T E A T R O


Articolo di Nicola Barin,

L’Amleto di William Shakespeare inaugura, in prima nazionale, la stagione dell’Estate Teatrale Veronese al Teatro Romano di Verona il 4 e 5 Luglio. Lo spettacolo, adattamento e regia di Davide Sacco, vede tra gli interpreti principali: Franco Branciaroli, Francesco Montanari, Francesco Acquaroli, Sara Bertelà, Gennaro Di Biase. La produzione è dell’Ente Teatro Cronaca, LVFTeatro Manini di Narni, Teatro Segreto e una coproduzione dell’Estate Teatrale Veronese.

Il regista delinea subito le coordinate della pièce teatrale domandandosi se c’è ancora spazio per rileggere, interpretare un testo così forte e ormai intriso di migliaia di esegesi e sottigliezze, può ancora essere riletto, ma in quale chiave?

photo © Emiliano Luciani

Sacco, nelle note di regia, ci viene in soccorso: «Affrontare Amleto significa approcciare a una tradizione teatrale internazionale vivissima e profondissima. La scelta di questo progetto nasce da una ricerca personale e artistica sul tema dell’eredità e del confronto padri/figli, nonché sul passaggio generazionale. In questo senso, Amleto è per me il testo che maggiormente mi permette di affrontare questi temi. Nella mia visione, Amleto e il padre (non a caso Shakespeare li chiama entrambi Amleto) sono le due facce della stessa moneta, si assomigliano così tanto da diventare lo stesso personaggio. E Amleto figlio è così ossessionato dal padre perso che si trasforma in lui per vendicarlo, e Amleto padre è così connesso al figlio da non riuscire a lasciarlo andare, a lasciarlo crescere, a lasciarlo decidere in autonomia».

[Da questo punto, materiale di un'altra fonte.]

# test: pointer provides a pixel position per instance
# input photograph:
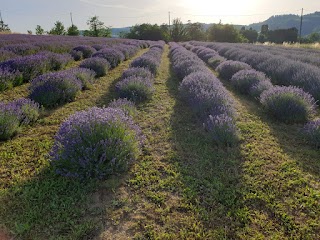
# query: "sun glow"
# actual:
(227, 10)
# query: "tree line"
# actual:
(178, 32)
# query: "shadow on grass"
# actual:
(53, 207)
(211, 174)
(289, 137)
(47, 207)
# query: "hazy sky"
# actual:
(23, 15)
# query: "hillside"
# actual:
(311, 22)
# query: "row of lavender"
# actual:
(310, 56)
(206, 95)
(281, 70)
(287, 103)
(101, 141)
(20, 70)
(55, 88)
(21, 45)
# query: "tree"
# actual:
(4, 27)
(250, 34)
(148, 31)
(195, 31)
(39, 30)
(97, 28)
(58, 29)
(73, 31)
(178, 30)
(224, 33)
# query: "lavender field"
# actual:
(106, 138)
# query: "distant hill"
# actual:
(310, 23)
(116, 31)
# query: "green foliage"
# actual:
(195, 31)
(58, 29)
(4, 27)
(312, 38)
(224, 33)
(178, 30)
(39, 30)
(148, 31)
(97, 28)
(73, 31)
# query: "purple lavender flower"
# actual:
(134, 88)
(137, 72)
(113, 56)
(6, 55)
(228, 68)
(288, 104)
(245, 79)
(95, 143)
(127, 106)
(99, 65)
(86, 50)
(9, 79)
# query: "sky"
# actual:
(24, 15)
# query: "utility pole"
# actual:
(71, 19)
(301, 25)
(169, 25)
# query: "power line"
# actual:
(301, 24)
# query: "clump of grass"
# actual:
(311, 132)
(53, 89)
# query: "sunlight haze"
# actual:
(25, 15)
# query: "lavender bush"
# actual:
(214, 61)
(288, 104)
(147, 61)
(134, 88)
(244, 80)
(14, 114)
(127, 106)
(99, 65)
(95, 144)
(85, 75)
(206, 95)
(311, 132)
(6, 55)
(258, 88)
(29, 66)
(9, 79)
(86, 50)
(113, 56)
(228, 68)
(53, 89)
(29, 110)
(76, 55)
(137, 72)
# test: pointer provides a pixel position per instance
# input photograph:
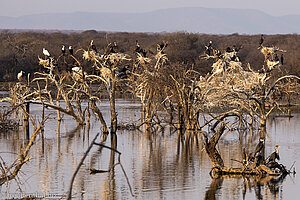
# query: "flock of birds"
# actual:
(111, 48)
(258, 158)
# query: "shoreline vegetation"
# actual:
(232, 82)
(20, 50)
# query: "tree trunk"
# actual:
(112, 99)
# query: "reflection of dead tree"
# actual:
(9, 173)
(215, 185)
(254, 93)
(146, 81)
(69, 195)
(107, 66)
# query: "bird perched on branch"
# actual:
(208, 48)
(261, 41)
(139, 50)
(71, 50)
(63, 49)
(93, 46)
(19, 75)
(281, 59)
(46, 53)
(274, 155)
(259, 146)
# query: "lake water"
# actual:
(158, 166)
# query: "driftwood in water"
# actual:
(259, 171)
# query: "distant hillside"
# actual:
(199, 20)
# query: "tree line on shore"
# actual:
(19, 51)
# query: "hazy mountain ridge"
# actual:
(201, 20)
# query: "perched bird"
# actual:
(122, 71)
(115, 48)
(209, 44)
(71, 50)
(139, 50)
(46, 53)
(259, 146)
(245, 157)
(276, 57)
(261, 40)
(274, 155)
(76, 69)
(228, 50)
(93, 47)
(19, 76)
(208, 48)
(63, 49)
(281, 59)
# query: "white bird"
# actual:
(76, 69)
(63, 49)
(46, 53)
(19, 76)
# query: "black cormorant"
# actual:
(46, 53)
(261, 40)
(19, 76)
(71, 50)
(63, 49)
(274, 155)
(93, 47)
(259, 146)
(281, 59)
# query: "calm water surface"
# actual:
(158, 166)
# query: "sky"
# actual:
(28, 7)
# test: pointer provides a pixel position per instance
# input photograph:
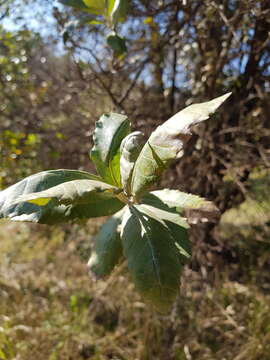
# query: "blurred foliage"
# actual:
(178, 52)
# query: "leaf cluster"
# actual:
(148, 228)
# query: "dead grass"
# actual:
(50, 308)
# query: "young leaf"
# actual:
(193, 206)
(129, 149)
(119, 11)
(166, 143)
(72, 192)
(108, 247)
(97, 7)
(152, 258)
(110, 131)
(52, 213)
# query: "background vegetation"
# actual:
(57, 76)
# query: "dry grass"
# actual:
(50, 308)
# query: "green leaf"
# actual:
(166, 143)
(129, 149)
(77, 4)
(153, 260)
(119, 11)
(108, 247)
(117, 43)
(72, 192)
(52, 213)
(97, 7)
(110, 130)
(194, 207)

Il rapporto tra padre e figlio diventa indissolubile, un legame malato che non permette ad Amleto di agire secondo il proprio volere. Montanari porta in scena la difficoltà recitando spesso sdraiato, pressato dagli accadimenti a cui non riesce offrire una soluzione. Branciaroli è magnifico, una presenza inquietante e costante, lugubre, vestito di nero che tira i fili di un Amleto burattino che solo nel finale saprà farsi carico di una sua scelta personale. Le scenografie sono bellissime, delle scatole rosse che producono inquietudine, così asfissianti e claustrofobiche come gli interni del film Sussurri e grida di Ingmar Bergman. Montanari le usa come un personale cinema su cui sono proiettate le immagini del padre.

Le musiche di Francesco Sarcina, cantante e frontman del gruppo le Vibrazioni, si inseriscono in maniera straniante all’interno dei dialoghi quasi a sotto lineare il carattere di instabilità della tragedia.

Sacco introduce una leggerezza al testo del Bardo dell’Avon, piegando la trama alle sue necessità, ampliando il rapporto padre/figlio e variando il finale.

Sulla scena Montanari e Branciaroli offrono un’ottima prova, così come Francesco Acquaroli che interpreta Claudio lo zio di Amleto. Caterina Tieghi (Ofelia) ha un ruolo centrale nella sua decisione di abdicare alla vita.

Il resto del cast si muove con padronanza totale e asseconda il volere del padre/figlio.

Il regista propone una profonda riflessione sul mondo d’oggi, sul rapporto tra le generazioni su ciò che sarà il futuro per i giovani d’oggi con una visione a volte tetra ma che lascia intravedere uno spiraglio di sole all’orizzonte.